No la contradije ni sugerí cambiar la ubicación de la caja. Tampoco intenté hacerme un rato más con las fotografías para examinarlas con mayor detenimiento.

Luego fuimos al comedor y cenamos viendo la televisión. Nos situamos así cada uno en realidades diferentes, y anulamos la posibilidad de entablar una nueva conversación. Una vez concluido el programa, nos fuimos a dormir; yo, como de costumbre, sin tener sueño.

Al día siguiente, por la mañana, el ruido que hizo Lorena al empacar sus cosas me despertó de manera abrupta.

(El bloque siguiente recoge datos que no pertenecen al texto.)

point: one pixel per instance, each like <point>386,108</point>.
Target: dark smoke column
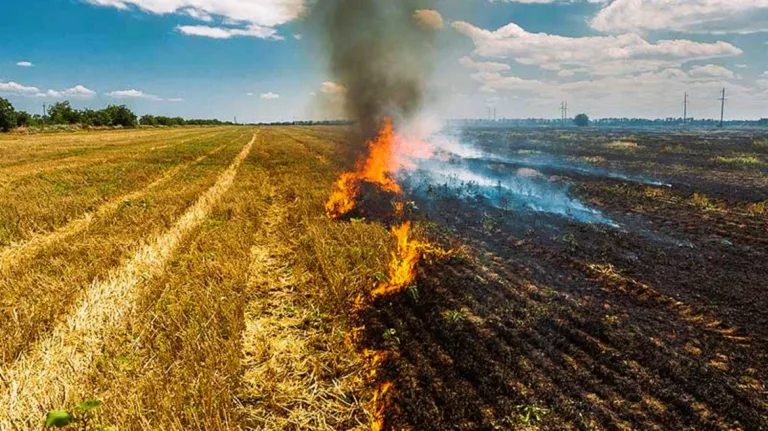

—La casa quedó limpia —dijo Lorena mientras se peinaba y veía de soslayo su maleta lista al pie de la cama—. No hay nada más que ordenar o cambiar de lugar. Al menos no para mí.

Nos quedamos viendo el uno al otro como si fuéramos dos enemigos a punto de iniciar un duelo. Fui yo quien apartó la vista primero y decidió optar por el silencio y sus beneficios. No sé cuánto, pero permanecí un largo rato anudado entre la sábana y el cobertor, echado en una cama que ya empezaba a sentirse solitaria como un ataúd. Al dolor, que era intenso en ese instante, lo mantuve quieto, no lo dejé salir de mi garganta ni de mis ojos. Mucho menos lo dejé cruzar esa delgada línea que suele separar una ruptura sentimental de una tragedia.

Al ver que Lorena se apresuraba a traspasar el umbral de la puerta con la decisión irremediable de abandonarme, me incorporé de un salto y reuní el valor necesario para hacerle solo una pregunta, quizás la única que podía hacerle en ese momento crucial.

— Solo dime una cosa antes de que te vayas —le dije—. ¿Quién se quedará con nuestras fotografías?

—Déjalas   donde  están;  así   como   aparecieron,   puede  que   también desaparezcan.

Y así lo hice.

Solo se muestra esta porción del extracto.